Visible minorities are grossly overrepresented in commercials and brochures, as employers are trying to get ahead of the curve

It is significant that of the 35 faces that can be seen on the RBC site devoted to "Diversity," 15 or 43% are non-White even though visible minorities presently account for less than half that number. That seems to be very much the rule in the span of TV commercials as well, from offering mortgages to selling furniture. The number of visible minorities which corporations like RBC or VanCity put in the shop window are substantially larger than their numbers in society as a whole.

In this respect, then, these ads and brochures are more prescriptive than descriptive, or as Dan Murray said of multiculturalism, they are a prescription of what Canada should become rather than what it contemporaneously is — whether Canadians want to go there or not. Employers feature disproportionately MORE minorities in their commercials and brochures because they are trying to get ahead of the curve, trying to appeal to a growing market share in urban Canada, where nine major cities have already succumbed to a majority non-White population. In so doing, they help the government in its quest to prepare the public for what is to coming down the pike. The message is "This is where we are heading, and there is nothing you can do about it, so accept it." Or, "If half the population are not yet non-White they soon will be. The die is cast. So grow up."

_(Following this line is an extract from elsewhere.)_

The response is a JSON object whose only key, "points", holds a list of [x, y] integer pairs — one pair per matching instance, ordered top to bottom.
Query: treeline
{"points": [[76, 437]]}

Their injunction to accept our multicultural non-European Canadian future is akin to the old adage about rape. If you are going to be raped, you might as well sit back and enjoy it. So spread your legs and lie on your back Canada, and enjoy getting shafted by diversity. Again and again and again. Who knows, if you put your mind to it, demographic displacement might grow on you. You may be marginalized, but rest assured you will be enriched. Never fear, they will serve sushi at the back of the bus.

Just remember. War is Peace. Slavery is Freedom. And Diversity is Strength.